Verifying Webhook Signatures
Every webhook delivery includes HMAC-SHA256 signature headers so you can verify the request came from AuctionEdge and hasn't been tampered with.
Headers Included
| Header | Description |
|---|---|
X-Webhook-Signature | sha256=<hex-digest> computed over {timestamp}.{payload} |
X-Webhook-Timestamp | Unix epoch seconds when the signature was generated |
X-Webhook-Event | The event type (e.g., ae.asset.deal.sold.ams) |
Verification Steps
- Retrieve your signing secret from the dashboard API (
GET /signing-secret). - Extract the
X-Webhook-Timestampand raw request body. - Compute
HMAC-SHA256("{timestamp}.{body}")using your signing secret. - Compare the hex digest with the value after
sha256=in theX-Webhook-Signatureheader. - Optionally, check that the timestamp is within an acceptable window (e.g., 5 minutes) to prevent replay attacks.
Example (Node.js)
const crypto = require('crypto');
function verifySignature(secret, timestamp, body, signature) {
const expected = crypto
.createHmac('sha256', secret)
.update(`${timestamp}.${body}`)
.digest('hex');
return `sha256=${expected}` === signature;
}
// In your webhook handler:
const isValid = verifySignature(
process.env.WEBHOOK_SIGNING_SECRET,
req.headers['x-webhook-timestamp'],
JSON.stringify(req.body),
req.headers['x-webhook-signature']
);
Rotating Your Signing Secret
Call POST /signing-secret/rotate to generate a new signing secret.

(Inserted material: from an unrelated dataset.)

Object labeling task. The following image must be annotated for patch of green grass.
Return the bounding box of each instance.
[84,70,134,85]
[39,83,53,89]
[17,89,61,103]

After rotation, all future deliveries will use the new secret. Update your webhook handler with the new secret promptly to avoid verification failures.
Environments
| Environment | Purpose | Event Source |
|---|---|---|
| Sandbox | Testing and development | Per-subscription EventBridge rules; use the test event publisher to trigger events |
| Production | Live auction events | Events from the organization-wide EventBridge bus matching ae.* event types |
Both environments deliver events through the same pipeline (SQS queue, dispatcher Lambda, retry logic, DLQ). The only difference is the event source.
Retry Behavior
Failed deliveries are retried up to 3 total attempts:
- Immediate delivery
- Retry after 5 seconds
- Retry after 30 seconds
If all 3 attempts fail, the event is moved to the Dead Letter Queue where you can inspect it and replay it once the issue is resolved.
Webhook Payload Format
When a webhook event is delivered to your endpoint, it arrives as an HTTP POST with a JSON body. The body is the detail object from the original EventBridge event.
Every event includes an auction-id field identifying the auction location. See the API Reference for the full list of event types and their payload schemas.